Mozambique : Manifestation post-électorale sous tension à Maputo
Une grève générale et des manifestations réprimées à Maputo
Deux jours après l’assassinat de deux proches de l’opposant Venancio Mondlane, une manifestation a été violemment dispersée à Maputo, capitale du Mozambique, ce lundi. Les manifestants, qui répondaient à un appel à la grève générale lancé par Mondlane pour dénoncer des fraudes présumées lors de l’élection présidentielle du 9 octobre, ont été confrontés à des forces de l’ordre utilisant des gaz lacrymogènes pour disperser le rassemblement.
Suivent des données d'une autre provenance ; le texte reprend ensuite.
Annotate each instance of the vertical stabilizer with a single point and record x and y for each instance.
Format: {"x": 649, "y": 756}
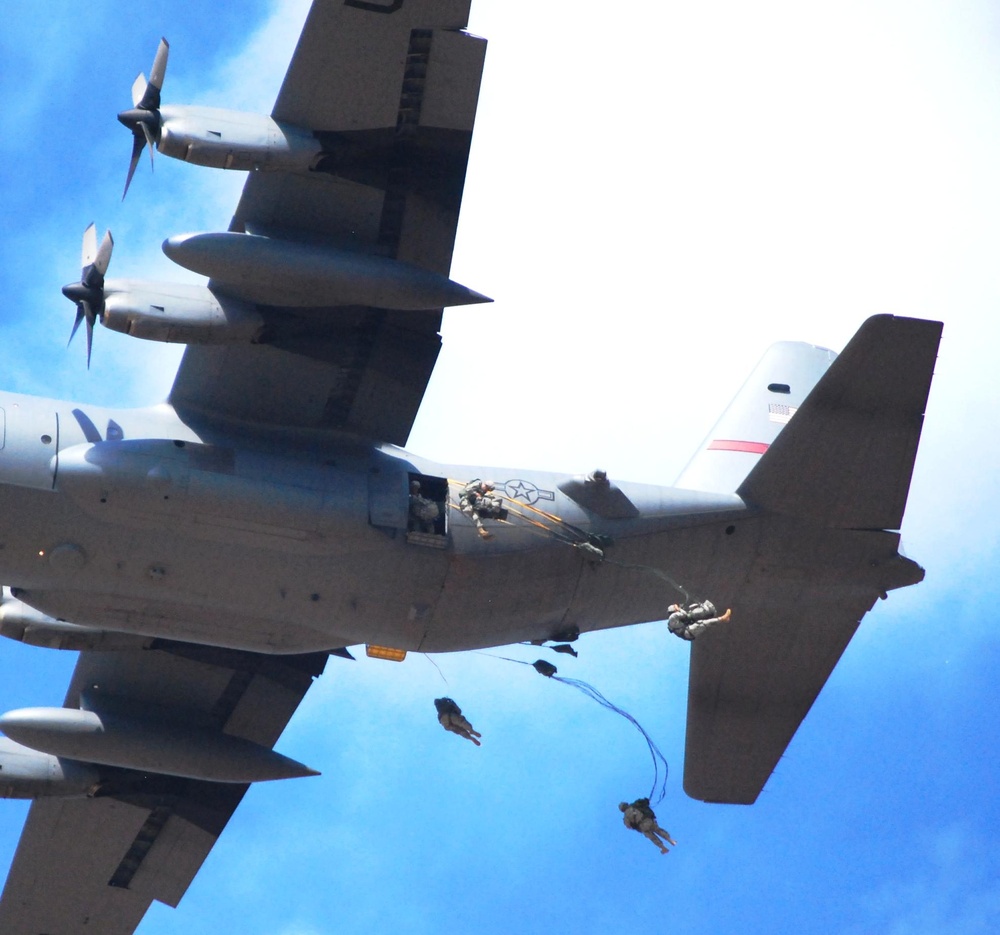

Selon des témoignages, les grandes artères de la ville, habituellement très embouteillées, étaient désertes ce matin-là.
Des tensions accrues après des assassinats politiques
La situation à Maputo est devenue encore plus tendue après les assassinats de l’avocat Elvino Dias, qui préparait un recours pour dénoncer des fraudes électorales, et de Paulo Guambe, un responsable du parti Podemos. Samedi, leur véhicule a été bloqué par des assaillants armés qui ont ouvert le feu, tirant à bout portant une vingtaine de balles. Ces événements surviennent alors que les résultats définitifs de l’élection ne sont toujours pas publiés, accentuant les soupçons et les tensions.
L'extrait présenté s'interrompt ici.